The powerful jets emitted from supermassive black holes could help speed star formation in some parts of galaxies, and shut it down in others
That’s the finding of a new paper in the journal Nature Astronomy by a European team of astronomers studying the supermassive black hole at the center of galaxy IC 5063, which lies about 156m light years from Earth. Supermassive black holes feed on disks of gas and dust whirling about them, and the energy released as the material is compressed and squeezed just before falling into the black hole generates powerful jets of energy.
While many black hole jets eject matter and energy perpendicular to the plane of their galaxy, the jets from the black hole at the heart of IC 5063 appear to shoot through the plane of the galaxy, alternately compressing and dissipating clouds of molecular gas.
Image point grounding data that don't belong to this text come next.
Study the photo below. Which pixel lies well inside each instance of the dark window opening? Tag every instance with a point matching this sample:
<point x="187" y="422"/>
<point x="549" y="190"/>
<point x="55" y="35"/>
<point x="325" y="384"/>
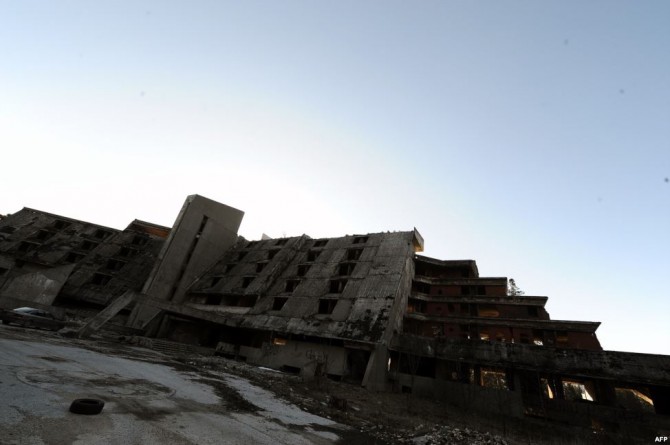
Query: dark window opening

Compressed clouds form more stars, while dissipated clouds form fewer stars.
“Our results show that supermassive black holes, even though they are located at the centers of galaxies, could affect star formation in a galaxy-wide manner,” study author and University of Athens, Greece astronomer Kalliopi Dasyra said in a statement. ”Studying the impact of pressure changes in the stability of clouds was key to the success of this project.”
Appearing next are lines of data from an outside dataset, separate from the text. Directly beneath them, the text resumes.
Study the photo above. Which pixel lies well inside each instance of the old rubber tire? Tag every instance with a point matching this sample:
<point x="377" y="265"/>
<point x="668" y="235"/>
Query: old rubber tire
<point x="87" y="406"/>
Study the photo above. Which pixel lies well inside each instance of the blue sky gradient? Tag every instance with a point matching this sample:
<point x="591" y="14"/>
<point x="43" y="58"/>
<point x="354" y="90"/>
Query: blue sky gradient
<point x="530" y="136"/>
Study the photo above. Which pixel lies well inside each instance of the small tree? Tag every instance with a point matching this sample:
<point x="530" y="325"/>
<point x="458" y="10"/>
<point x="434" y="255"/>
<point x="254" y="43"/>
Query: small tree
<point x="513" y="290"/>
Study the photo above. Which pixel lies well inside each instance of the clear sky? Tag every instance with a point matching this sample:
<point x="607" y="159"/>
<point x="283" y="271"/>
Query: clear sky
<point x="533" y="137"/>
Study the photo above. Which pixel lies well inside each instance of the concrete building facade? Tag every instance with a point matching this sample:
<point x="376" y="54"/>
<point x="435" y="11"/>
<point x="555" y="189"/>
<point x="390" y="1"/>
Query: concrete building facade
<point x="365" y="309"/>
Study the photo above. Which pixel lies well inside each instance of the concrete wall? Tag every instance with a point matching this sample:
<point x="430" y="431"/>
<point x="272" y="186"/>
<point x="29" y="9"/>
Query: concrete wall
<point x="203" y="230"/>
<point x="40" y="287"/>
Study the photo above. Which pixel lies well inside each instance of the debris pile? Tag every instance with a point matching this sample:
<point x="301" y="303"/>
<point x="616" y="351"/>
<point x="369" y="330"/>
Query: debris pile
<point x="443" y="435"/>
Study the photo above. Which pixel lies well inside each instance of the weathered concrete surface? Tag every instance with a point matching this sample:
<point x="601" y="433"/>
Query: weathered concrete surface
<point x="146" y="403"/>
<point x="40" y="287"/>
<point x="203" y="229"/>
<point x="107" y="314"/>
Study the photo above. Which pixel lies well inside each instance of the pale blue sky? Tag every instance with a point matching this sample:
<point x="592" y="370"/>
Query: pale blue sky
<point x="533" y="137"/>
The researchers used the Atacama Large Millimeter Array, an array of more than 60 radio telescope dishes in Chile, and the Very Large Telescope, an optical telescope also in Chile, to study the supermassive black hole’s effect on galaxy IC 5063.
By measuring the distribution of different chemical species, such as carbon monoxide, and ionized nitrogen and sulfur, the researchers were able to map how the jets changed exerted pressures throughout the galaxy.
But to better understand how supermassive black hole jets may affect star formation across galaxies will require further study, the researchers note, especially with the newly operational James Webb Space Telescope.
“We are truly excited about getting the JWST data”, Dr Dasyra said, “as they will enable us to study the jet-cloud interaction at an exquisite resolution”.